The Ak-Chin Indian Community has its own written form of the Oʼodham language. It is in the Piman group of the Uto-Aztecan language family. The name Ak-Chin is an Oʼodham word that means the "mouth of the arroyo."

==Education==
The reservation is served by the Maricopa Unified School District. For elementary education, it's zoned partially to Maricopa Elementary School and partially to Saddleback Elementary School. Secondary education is provided by Maricopa Wells Middle School and Maricopa High School.

==Economy==
Ak-Chin Farms Enterprises is the Community's agricultural business. It controls 15,000 acres, making it one of the largest agricultural communities in the country. It has long used irrigation to support this enterprise. In 1984 the tribe gained a federal settlement for water rights, being entitled to 75,000 acre-feet of Colorado River water. The farms raise mostly cotton, barley, wheat and milo.

The tribe also owns and operates Harrah's Ak-Chin Casino, which opened in 1994, and related resort facilities: Agave's Southwestern Restaurant, Copper Cactus Grill, Harvest Buffet, the Range restaurant, and hotel, all located in Maricopa. The tribe owns the naming rights for the Ak-Chin Pavilion, a venue in Phoenix designed for various entertainment acts. The casino and resort draw customers from Maricopa and nearby county population, as well as from the large Phoenix metropolitan area.

According to a study conducted in 2011, "Harrah's Ak-Chin Casino Resort is the largest contributor to the Pinal County economy, accounting for nearly 1,100 jobs and generating more than $205.3 million in economic activity in 2010." Expansion of the resort by addition of a large hotel tower has generated higher revenues since then.

Revenues from the casino and resort have enabled the tribe to invest in other development.
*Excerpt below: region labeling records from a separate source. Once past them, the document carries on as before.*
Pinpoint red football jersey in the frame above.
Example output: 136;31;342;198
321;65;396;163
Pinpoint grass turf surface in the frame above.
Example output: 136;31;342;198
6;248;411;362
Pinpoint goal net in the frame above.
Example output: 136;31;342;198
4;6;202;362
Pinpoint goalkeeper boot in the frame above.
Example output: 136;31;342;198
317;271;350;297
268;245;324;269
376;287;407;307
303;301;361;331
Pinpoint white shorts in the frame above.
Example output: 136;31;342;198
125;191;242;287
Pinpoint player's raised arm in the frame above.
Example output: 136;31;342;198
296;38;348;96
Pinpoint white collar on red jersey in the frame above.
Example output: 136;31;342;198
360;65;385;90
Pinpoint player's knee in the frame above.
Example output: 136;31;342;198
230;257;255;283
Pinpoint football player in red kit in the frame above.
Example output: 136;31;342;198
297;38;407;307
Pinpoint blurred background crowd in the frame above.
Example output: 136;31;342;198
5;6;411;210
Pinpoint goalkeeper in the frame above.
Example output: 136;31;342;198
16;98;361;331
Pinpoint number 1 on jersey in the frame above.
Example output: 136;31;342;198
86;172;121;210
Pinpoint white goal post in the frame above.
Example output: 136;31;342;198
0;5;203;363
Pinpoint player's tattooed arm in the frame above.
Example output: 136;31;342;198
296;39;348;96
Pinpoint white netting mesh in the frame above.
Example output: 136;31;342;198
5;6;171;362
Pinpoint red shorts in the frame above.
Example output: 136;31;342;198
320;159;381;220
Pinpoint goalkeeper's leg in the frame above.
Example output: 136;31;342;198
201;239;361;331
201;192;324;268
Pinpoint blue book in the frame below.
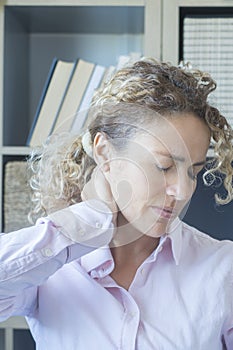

In 2006 it purchased the 450-acre former Phoenix Regional Airport property, renamed in 2012 as Ak-Chin Regional Airport. It is being improved. Nearby the tribe acquired the 50-acre Santa Cruz Commerce Center industrial park, which is being developed under leases. The tribe has set up the Ak-Chin Industrial Park Board to make leases and monitor development there. The tribe applied to the BIA to have both properties taken into trust on its behalf. It continues to work with local communities on development nearby.

In 2010, the tribe purchased the Southern Dunes Golf Club, which is open to the public for fees. The tribe makes it available as an amenity to guests at Harrah's Ak-Chin Casino Resort.

In November 2012, the tribe opened the $50 million, 165,000-square foot Ak-Chin entertainment complex, with a multi-theater cinema, bowling alley, restaurants, arcade and areas for staging events. It is located at the edge of the reservation next to the city of Maricopa. Mayor Christian Price said he thought the project would be "a great addition to the area" and that the city and tribe could encourage other development in the area.

From its strong gaming and resort revenues, the tribe has made several improvements within the reservation, including the construction of a new fire station, water reclamation facility, and surface water treatment plant.